Diyarıbekir’den Şeyh Said’e Havlayabilmek / Mehmet Göktaş / Doğruhaber Gazetesi
O günden beri düşünüp duruyorum. Ta Diyarbakır’a kadar gelip buradan Şeyh Said’e havlayanlar bu cesareti nereden ve kimlerden alıyor acaba?
Bu ülkedeki dindarların ve bölge insanının tamamına yakınının İslam davasının aziz bir şehidi olarak gördüğü ve bağrına bastığı Şeyh Said’e hangi cüretle ürüyor bunlar?
Kendileri iktidarda olmasa da düşüncelerinin iktidarda olduğunu, ordu içerisinde kendi kadrolarının kilit noktalarda bulunduğunu ikide bir her yerde çıtlatan marjinalin de marjinali bu güruh kime güveniyor?
Marjinal diyoruz bunlara ama kabul etmeliyiz ki geçmişteki fitneleri her zaman kendisinden büyük olagelmiştir.
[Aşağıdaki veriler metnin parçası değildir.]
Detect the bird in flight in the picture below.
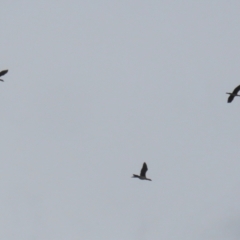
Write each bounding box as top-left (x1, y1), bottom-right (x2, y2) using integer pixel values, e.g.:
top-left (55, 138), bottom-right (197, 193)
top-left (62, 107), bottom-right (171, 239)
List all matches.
top-left (226, 85), bottom-right (240, 103)
top-left (0, 69), bottom-right (8, 82)
top-left (132, 162), bottom-right (152, 181)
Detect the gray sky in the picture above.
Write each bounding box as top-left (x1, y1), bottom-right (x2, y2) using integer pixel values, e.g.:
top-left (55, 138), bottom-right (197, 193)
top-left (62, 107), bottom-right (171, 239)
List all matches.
top-left (1, 1), bottom-right (240, 239)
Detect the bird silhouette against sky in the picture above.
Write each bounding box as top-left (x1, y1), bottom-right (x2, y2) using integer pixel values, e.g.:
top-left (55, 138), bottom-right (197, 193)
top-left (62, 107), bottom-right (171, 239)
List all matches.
top-left (132, 162), bottom-right (152, 181)
top-left (226, 85), bottom-right (240, 103)
top-left (0, 70), bottom-right (8, 82)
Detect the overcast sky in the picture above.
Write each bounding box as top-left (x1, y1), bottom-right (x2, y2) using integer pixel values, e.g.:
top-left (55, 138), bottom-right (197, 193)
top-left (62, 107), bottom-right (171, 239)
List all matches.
top-left (1, 1), bottom-right (240, 239)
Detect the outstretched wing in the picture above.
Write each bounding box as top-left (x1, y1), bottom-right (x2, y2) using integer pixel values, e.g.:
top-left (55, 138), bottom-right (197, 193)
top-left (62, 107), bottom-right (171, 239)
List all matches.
top-left (0, 70), bottom-right (8, 77)
top-left (228, 95), bottom-right (234, 103)
top-left (140, 162), bottom-right (148, 177)
top-left (232, 85), bottom-right (240, 95)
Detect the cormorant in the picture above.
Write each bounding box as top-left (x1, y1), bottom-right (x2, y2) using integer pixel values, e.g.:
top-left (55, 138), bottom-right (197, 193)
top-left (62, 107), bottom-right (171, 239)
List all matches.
top-left (226, 85), bottom-right (240, 103)
top-left (132, 162), bottom-right (152, 181)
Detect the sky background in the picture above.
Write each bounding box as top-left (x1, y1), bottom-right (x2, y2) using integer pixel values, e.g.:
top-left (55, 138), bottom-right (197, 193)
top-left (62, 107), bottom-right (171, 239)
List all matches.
top-left (1, 1), bottom-right (240, 239)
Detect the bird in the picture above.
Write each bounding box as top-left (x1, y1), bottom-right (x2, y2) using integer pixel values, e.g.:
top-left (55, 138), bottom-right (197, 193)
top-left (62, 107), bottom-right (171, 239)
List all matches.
top-left (132, 162), bottom-right (152, 181)
top-left (0, 69), bottom-right (8, 82)
top-left (226, 85), bottom-right (240, 103)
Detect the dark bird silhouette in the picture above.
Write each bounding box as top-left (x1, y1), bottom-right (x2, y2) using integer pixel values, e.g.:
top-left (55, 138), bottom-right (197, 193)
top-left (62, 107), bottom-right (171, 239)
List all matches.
top-left (226, 85), bottom-right (240, 103)
top-left (132, 162), bottom-right (152, 181)
top-left (0, 69), bottom-right (8, 82)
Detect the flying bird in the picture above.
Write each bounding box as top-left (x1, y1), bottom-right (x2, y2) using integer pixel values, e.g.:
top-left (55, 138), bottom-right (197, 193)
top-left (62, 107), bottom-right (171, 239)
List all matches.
top-left (132, 162), bottom-right (152, 181)
top-left (0, 69), bottom-right (8, 82)
top-left (226, 85), bottom-right (240, 103)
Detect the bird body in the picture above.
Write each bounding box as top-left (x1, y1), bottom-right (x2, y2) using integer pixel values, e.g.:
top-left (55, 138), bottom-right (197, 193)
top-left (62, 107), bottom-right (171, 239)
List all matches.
top-left (226, 85), bottom-right (240, 103)
top-left (132, 162), bottom-right (152, 181)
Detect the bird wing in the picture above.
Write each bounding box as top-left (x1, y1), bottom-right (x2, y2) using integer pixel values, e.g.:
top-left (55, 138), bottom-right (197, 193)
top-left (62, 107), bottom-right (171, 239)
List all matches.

Aziz İslam davasının güzel insanlarını karanlık dönemlerde karanlık güçlere listeler halinde hedef göstermesiyle biliriz bunları. Müslümanların hafızasında karanlık ve kötü bir yerde durmaktadır bunlar.
Bakıyoruz da bunlar şimdi kendilerini cumhur ittifakından da öte, bu ittifakı kendi çizgilerine getirmekle övünmekte.
Durup dururken Şeyh Said’e karşı böylesi bir hırlamayı biz sadece basit bir küstahlık ve şımarıklıktan öte görüyoruz. Daha açıkçası bugünkü iktidara karşı sinsice bir oyun olarak görüyoruz.
İktidar bilmelidir ki Müslümanlar bundan rahatsızdır, hem de ciddi anlamda rahatsız. Merhum Şeyh Said’e yapılan bu hırlamayı onurlarına karşı yapılmış bir saldırı olarak görmekte ve bunu asla kabullenmemektedir.
Öncelikle iktidar kendisinin bu hırlamadan beri olduğunu açıkça duyurmalıdır. İkincisi en uygun bir şekilde bunlara haddini bildirmelidir.
Üçüncüsü de, Şeyh Said’i sevenleri üzmenin, onlarla ters düşmenin, onların öfkesini celp etmenin kendisine nelere mal olacağının hesabını iyi yapmalıdır.